When thinking about your eventual demise, you may wonder how your family will handle your death and the multitude of questions needing decisions in the aftermath. These decisions could prove difficult for surviving loved ones as they may second-guess whether you would have liked the decisions. This situation could put significant stress on your family during a time of grief, and complications could potentially arise if you did not create an estate plan.
When it comes to property division, California law will determine who will inherit your property. If you have a spouse and children at the time of your death, your property will likely pass on to them. However, community property and separate property could play a role in this division. When it comes to community property, the spouse will inherit that property, and any children will inherit half or two-thirds of the separate property.
If there is a spouse and no children, the spouse will likely inherit all the property. If your parents are still living at the time of your demise, they may also inherit some of your assets. This division could have various outcomes depending on your surviving relatives and descendants.
If there are no surviving family, your estate will go to the state. There is also a chance that even if there are surviving family, they will not inherit anything from your estate if outstanding issues, such as debt, exist.
Because such uncertainty regarding property distribution after death could cause conflict and upset among surviving family, you may wish to create a will or other estate documents to detail how you would like your property divided.
Though many people may only think of naming heirs and beneficiaries for property when it comes to estate planning, there are other areas that the process can address. You may even detail how you would like your funeral handled. Though you or other individuals may find such a process morbid, it can prove beneficial. If you have already made these plans, family members may have the opportunity to focus more on their grief and the mourning process rather than worrying about whether they are making the right decisions for you and your final rest.

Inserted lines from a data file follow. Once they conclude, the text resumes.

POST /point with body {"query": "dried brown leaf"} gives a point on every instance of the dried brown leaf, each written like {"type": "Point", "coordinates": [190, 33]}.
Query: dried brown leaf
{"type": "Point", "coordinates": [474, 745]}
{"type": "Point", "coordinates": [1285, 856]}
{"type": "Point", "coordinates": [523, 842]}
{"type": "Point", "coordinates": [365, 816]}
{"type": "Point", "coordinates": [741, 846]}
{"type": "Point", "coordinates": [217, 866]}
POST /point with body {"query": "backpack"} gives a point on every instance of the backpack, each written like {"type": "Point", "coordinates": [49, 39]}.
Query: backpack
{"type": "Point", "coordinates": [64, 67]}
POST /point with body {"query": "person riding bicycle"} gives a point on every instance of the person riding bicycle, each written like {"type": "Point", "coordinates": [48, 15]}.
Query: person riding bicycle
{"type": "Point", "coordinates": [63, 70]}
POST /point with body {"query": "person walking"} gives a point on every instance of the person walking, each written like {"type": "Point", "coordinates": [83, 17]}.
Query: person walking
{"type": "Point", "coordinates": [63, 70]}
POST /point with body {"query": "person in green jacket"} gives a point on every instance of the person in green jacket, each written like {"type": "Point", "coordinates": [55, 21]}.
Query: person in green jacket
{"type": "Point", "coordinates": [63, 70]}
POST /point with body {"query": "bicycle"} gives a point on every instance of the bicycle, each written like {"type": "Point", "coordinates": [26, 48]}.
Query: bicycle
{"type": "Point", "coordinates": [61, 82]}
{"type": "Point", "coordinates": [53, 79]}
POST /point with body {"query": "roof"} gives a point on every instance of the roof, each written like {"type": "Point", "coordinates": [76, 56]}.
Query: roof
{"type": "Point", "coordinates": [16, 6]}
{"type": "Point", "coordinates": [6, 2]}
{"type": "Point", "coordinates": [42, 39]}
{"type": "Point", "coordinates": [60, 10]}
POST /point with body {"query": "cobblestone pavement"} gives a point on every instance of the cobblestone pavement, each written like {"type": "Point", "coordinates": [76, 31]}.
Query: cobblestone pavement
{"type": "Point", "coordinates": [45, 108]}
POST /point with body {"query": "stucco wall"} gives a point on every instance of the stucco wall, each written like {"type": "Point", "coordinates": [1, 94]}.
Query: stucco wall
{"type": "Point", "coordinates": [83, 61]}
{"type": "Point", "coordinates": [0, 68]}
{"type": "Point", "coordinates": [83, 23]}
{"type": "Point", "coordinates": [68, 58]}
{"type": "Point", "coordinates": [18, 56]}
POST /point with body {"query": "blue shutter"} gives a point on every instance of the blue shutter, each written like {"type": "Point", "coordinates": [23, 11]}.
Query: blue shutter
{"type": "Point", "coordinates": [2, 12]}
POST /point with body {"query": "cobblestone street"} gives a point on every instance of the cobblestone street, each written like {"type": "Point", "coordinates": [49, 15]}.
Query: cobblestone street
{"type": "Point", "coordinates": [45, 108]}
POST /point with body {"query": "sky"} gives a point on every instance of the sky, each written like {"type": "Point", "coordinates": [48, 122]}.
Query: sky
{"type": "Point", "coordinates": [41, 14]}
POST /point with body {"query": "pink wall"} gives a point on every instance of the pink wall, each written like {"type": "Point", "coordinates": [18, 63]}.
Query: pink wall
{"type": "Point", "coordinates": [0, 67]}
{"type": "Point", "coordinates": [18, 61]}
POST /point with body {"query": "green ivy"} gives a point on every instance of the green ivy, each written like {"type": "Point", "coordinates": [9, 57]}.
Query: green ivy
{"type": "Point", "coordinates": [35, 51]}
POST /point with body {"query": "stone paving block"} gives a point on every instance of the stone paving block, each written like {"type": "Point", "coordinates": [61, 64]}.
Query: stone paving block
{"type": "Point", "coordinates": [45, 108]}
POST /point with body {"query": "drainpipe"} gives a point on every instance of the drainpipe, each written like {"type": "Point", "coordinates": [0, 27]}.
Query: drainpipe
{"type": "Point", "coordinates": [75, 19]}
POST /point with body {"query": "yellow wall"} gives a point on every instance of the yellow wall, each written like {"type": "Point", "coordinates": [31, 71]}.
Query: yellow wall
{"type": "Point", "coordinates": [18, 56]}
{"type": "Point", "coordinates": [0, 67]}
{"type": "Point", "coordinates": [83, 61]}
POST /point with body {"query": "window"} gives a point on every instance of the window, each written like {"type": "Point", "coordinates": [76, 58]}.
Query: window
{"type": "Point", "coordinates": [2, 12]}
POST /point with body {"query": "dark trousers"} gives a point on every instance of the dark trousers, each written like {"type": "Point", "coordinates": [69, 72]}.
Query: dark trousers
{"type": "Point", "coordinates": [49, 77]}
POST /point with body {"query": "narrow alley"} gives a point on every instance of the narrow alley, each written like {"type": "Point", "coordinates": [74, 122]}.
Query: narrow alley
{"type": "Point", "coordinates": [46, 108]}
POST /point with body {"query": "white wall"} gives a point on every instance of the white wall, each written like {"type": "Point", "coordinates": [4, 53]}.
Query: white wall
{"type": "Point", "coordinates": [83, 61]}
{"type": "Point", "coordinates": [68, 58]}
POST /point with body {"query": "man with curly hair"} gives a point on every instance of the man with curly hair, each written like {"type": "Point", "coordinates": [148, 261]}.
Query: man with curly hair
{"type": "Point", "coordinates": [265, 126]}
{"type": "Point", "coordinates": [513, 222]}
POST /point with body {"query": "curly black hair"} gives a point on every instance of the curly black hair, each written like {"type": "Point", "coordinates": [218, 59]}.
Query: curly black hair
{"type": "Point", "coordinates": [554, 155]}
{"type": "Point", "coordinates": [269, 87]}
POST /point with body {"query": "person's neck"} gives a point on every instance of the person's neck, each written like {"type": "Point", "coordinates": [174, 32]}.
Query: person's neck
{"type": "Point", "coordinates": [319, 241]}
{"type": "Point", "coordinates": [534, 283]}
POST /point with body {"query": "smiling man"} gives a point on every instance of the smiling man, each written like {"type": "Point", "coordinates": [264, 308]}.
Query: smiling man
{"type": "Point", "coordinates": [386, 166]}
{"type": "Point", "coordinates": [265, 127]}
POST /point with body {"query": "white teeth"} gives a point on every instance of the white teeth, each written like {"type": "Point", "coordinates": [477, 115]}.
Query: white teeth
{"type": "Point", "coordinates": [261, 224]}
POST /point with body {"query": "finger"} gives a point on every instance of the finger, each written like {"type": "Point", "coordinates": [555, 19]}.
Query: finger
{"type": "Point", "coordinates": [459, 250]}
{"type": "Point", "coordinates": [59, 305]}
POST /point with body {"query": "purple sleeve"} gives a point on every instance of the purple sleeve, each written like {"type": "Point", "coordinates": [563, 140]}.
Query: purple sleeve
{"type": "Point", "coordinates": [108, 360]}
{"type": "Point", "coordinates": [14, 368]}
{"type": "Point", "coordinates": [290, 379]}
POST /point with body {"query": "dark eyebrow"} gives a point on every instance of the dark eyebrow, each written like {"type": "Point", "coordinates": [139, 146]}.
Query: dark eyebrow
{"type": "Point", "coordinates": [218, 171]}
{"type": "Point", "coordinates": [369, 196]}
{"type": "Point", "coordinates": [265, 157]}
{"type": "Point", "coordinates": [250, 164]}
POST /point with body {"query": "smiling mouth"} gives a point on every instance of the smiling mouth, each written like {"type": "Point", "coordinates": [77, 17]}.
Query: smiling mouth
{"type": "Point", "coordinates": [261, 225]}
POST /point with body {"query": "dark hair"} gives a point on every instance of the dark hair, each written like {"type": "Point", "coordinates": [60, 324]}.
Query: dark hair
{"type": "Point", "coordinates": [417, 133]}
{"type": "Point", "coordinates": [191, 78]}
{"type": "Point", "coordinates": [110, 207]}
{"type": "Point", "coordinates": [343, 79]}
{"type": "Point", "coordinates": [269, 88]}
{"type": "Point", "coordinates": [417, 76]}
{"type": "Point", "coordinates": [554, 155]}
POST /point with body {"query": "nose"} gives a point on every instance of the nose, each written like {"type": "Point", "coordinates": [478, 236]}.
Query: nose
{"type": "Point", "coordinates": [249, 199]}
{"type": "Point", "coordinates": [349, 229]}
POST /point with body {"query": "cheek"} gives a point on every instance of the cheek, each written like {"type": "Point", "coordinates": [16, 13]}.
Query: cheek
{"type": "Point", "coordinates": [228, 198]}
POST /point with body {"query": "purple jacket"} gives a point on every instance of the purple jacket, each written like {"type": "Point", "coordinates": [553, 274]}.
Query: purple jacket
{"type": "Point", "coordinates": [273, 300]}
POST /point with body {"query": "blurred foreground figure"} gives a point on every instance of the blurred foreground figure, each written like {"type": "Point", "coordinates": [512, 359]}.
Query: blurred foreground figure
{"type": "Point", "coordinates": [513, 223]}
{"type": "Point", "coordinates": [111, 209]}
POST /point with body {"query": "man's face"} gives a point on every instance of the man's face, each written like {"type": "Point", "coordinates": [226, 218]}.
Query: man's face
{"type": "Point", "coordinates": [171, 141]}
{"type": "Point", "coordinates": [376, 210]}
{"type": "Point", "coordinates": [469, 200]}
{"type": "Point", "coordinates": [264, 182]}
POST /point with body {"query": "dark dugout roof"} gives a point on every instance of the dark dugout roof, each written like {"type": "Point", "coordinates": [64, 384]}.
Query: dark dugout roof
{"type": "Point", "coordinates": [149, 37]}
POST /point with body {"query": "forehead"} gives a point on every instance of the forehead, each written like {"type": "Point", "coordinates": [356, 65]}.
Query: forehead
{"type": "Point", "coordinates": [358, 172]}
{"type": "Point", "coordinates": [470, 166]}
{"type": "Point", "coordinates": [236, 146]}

Because dying without a will could lead to additional complications for surviving family, taking the time to create an estate plan may be wise. Once you begin the process, you may find that there are many aspects regarding end-of-life wishes that you had not previously considered.
Because getting your affairs in order can present a challenge, you may wish to seek assistance from an experienced estate planning attorney. This type of legal professional could help you better understand the process and the options that may best suit your particular needs.